L’autorité judiciaire ou administrative peut aussi refuser d’ordonner le retour de l’enfant si elle constate que celui-ci s’oppose à son retour et qu’il a atteint un âge et une maturité où il se révèle approprié de tenir compte de cette opinion.

Dans l’appréciation des circonstances visées dans cet article, les autorités judiciaires ou administratives doivent tenir compte des informations fournies par l’Autorité centrale ou toute autre autorité compétente de l’État de la résidence habituelle de l’enfant sur sa situation sociale.»

 La réglementation nationale

13      En vertu de l’article 411, paragraphes 1 et 3, du code de procédure civile (Zakon o pravdnem postopku):

«1.      Au cours d’une procédure relative aux litiges matrimoniaux et aux litiges dans les relations entre les parents et les enfants, la juridiction peut adopter sur proposition d’une partie ou d’office des décisions provisoires sur la garde et l’entretien des enfants communs ainsi que des mesures provisoires sur le retrait ou la limitation des droits à avoir des contacts ou les modalités de l’exercice des contacts.

[…]

3.      Les décisions provisoires citées dans les paragraphes précédents sont adoptées d’après les dispositions de la loi régissant les mesures conservatoires.»

14      Aux termes de l’article 272, paragraphe 1, de la loi sur l’exécution et les mesures conservatoires (Zakon o izvršbi in zavarovanju, ci-après le «ZIZ»):

«Le tribunal adopte une décision provisoire pour la garantie des créances non monétaires si le créancier démontre de manière crédible que la créance existe ou que la créance naîtra à l’encontre du débiteur.

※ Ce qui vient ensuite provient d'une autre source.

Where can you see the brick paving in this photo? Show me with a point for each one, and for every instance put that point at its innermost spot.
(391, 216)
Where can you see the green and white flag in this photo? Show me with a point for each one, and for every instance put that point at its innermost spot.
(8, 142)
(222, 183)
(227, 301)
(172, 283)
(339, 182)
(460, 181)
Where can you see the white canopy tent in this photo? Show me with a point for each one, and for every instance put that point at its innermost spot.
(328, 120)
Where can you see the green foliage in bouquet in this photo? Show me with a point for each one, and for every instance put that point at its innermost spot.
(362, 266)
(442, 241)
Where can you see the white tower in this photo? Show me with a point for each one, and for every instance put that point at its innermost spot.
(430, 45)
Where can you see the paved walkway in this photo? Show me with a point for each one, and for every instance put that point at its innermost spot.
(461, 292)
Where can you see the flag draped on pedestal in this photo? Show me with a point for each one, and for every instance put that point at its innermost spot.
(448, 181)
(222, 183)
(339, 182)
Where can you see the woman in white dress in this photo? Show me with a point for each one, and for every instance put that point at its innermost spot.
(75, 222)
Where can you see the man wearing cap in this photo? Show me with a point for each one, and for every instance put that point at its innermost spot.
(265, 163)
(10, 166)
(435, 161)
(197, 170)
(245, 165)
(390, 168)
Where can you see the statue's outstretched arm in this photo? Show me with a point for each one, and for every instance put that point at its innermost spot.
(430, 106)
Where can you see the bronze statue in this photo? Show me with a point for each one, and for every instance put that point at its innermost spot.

Le créancier doit démontrer de manière crédible […] que la décision est nécessaire, qu’elle prévient l’emploi de la contrainte ou la survenance d’un préjudice difficilement réparable […].»

15      L’article 267 du ZIZ dispose:

«Une décision provisoire peut être adoptée avant l’ouverture d’une procédure judiciaire, durant la procédure, tout comme au terme de la procédure, aussi longtemps que l’exécution n’est pas réalisée.»

16      En vertu de l’article 278, paragraphe 2, du ZIZ:

«Le tribunal met un terme à la procédure et annule les actes réalisés, également sur proposition du débiteur, si les circonstances en raison desquelles la mesure provisoire a été adoptée se sont modifiées ultérieurement et que la mesure n’est par conséquent plus nécessaire.»

17      L’article 105, paragraphe 3, de la loi sur le mariage et les rapports familiaux (Zakon o zakonski zvezi in družinskih razmerjih) dispose:

«Si les parents, même avec l’aide du centre des affaires sociales, ne s’entendent pas sur la garde et l’éduction des enfants, le tribunal décide, sur la demande de l’un ou des deux parents, que tous les enfants seront confiés à la garde de l’un des deux ou bien que certains enfants seront confiés à la garde de l’un, les autres enfants à la garde de l’autre parent. Le tribunal peut également décider d’office que tous les enfants ou certains d’entre eux seront confiés à la garde de tiers […].»

 

 Le litige au principal et les questions préjudicielles

 

18      Mme Detiček, de nationalité slovène, et M. Sgueglia, époux en instance de divorce, ont résidé à Rome (Italie) pendant 25 ans. Leur fille Antonella est née le 6 septembre 1997.

19      Le 25 juillet 2007, la juridiction compétente à Tivoli (Italie) (ci-après «le Tribunal de Tivoli») saisi par les époux Detiček et Sgueglia d’une demande de divorce, portant également sur la garde d’Antonella, a confié provisoirement la garde exclusive de cette dernière à M. Sgueglia et ordonné son placement provisoire dans le foyer des Sœurs Calasantiennes à Rome.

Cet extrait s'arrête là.